INDIA: Indian and U.S. aircraft carriers plow through the Bay of Bengal launching fighter jets into the air. American submarines cruise below Japanese, Australian and Singaporean warships.

The stated aim of this week's massive war games off India's east coast is to improve the ability of the five participating militaries to fight terrorism and piracy. But in the five days of naval exercises that began Tuesday, experts see a broader strategic shift that is being driven in large part by the fear of a rising China.

At the center of Asia's new strategic landscape is the warming relationship between New Delhi and Washington - and, to a lesser extent, India and Japan - after decades spent on opposite sides of the Cold War divide.

China isn't the only issue drawing them closer - the nations have increasingly entwined economies and populations, for example - but it is certainly among the biggest.

"The Chinese are expanding in a huge way into the Indian Ocean," says Rahul Bedi of the London-based Jane's Defense Weekly.

Defense officials at the U.S. Embassy in New Delhi had no comment on the exercises, although reporters were being allowed onto American warships for the drills.

Last month, Adm. Timothy J. Keating, the commander of the U.S. Pacific Command, denied the exercises were aimed at isolating China.

"We are looking to minimize the potential areas for misunderstanding and confusion between all of us in the region and China," Keating said during a visit to New Delhi.

Even so, analysts say, while securing vital trade routes for oil and energy resources is certainly part of the rationale behind the exercises , the scope and location of the exercises won't go unnoticed, they say.

"India has taken the precaution of informing China that this is not meant to make an Asian bulwark to contain China," New Delhi-based strategic analyst Ashok Mehta, a retired Indian general. "Nevertheless, perceptions will lead many others to a different conclusion."

The exercises stretch from India's eastern coast, past the Coco Islands to the Strait of Malacca, one of the world's busiest waterways through which 25 percent of all sea-borne oil shipments pass, according to U.S. government figures.

Taking part in the exercises are 13 U.S. warships, including the nuclear-powered aircraft carrier USS Nimitz and the nuclear submarine USS Chicago. India has seven warships participating, including its sole aircraft carrier, the INS Viraat.

Two Japanese destroyers, a frigate from Singapore and an Australian frigate and tanker are also taking part. During the exercises the forces are practicing air defense, air strikes, interceptions and anti-submarine drills, said Capt.
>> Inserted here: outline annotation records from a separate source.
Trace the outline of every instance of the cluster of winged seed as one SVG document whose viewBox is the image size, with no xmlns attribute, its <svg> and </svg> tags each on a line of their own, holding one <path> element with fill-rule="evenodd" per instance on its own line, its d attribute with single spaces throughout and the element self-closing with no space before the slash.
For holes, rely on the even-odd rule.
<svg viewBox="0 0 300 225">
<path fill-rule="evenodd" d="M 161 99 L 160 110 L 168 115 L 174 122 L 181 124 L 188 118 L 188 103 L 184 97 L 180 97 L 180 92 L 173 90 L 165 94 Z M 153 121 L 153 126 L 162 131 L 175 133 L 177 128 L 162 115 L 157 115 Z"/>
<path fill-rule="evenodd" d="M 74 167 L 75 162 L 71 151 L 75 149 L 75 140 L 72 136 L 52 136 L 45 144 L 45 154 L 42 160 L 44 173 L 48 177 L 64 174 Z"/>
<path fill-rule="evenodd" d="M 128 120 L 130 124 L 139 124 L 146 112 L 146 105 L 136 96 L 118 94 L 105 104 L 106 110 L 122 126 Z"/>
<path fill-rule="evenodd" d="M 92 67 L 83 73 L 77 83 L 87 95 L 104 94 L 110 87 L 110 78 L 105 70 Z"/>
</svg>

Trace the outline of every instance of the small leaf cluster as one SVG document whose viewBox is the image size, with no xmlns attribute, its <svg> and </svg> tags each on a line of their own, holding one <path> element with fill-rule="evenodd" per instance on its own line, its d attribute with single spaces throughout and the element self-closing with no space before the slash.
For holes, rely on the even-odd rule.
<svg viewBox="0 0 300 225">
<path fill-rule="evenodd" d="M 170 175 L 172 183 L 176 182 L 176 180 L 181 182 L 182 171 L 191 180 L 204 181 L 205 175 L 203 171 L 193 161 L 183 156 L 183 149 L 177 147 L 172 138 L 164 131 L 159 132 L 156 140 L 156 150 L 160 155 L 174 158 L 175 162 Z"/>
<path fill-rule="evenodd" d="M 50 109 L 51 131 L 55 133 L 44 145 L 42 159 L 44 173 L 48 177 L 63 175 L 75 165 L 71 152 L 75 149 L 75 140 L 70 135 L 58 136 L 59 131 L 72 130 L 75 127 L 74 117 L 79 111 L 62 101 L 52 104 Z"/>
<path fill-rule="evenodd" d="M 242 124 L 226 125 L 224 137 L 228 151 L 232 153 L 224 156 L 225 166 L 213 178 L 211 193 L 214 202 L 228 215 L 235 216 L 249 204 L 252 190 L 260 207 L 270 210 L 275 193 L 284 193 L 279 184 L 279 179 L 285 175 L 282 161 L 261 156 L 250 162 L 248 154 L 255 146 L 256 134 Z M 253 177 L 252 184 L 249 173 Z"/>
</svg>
V. K. Garg, a spokesman for the Indian Navy. "With three carriers involved, air exercises will dominate this interaction"

For India's government, the exercises - the largest ever hosted by the South Asian nation - are also sending a clear message to communist political allies who have threatened to bring the government down over a recently agreed civilian nuclear deal with the United States, which they say projects New Delhi too far into Washington's orbit.

"The exercises are an indication to everyone that the government is not being taken to task by the left," said Mehta. "It reaffirms India's commitment to the U.S."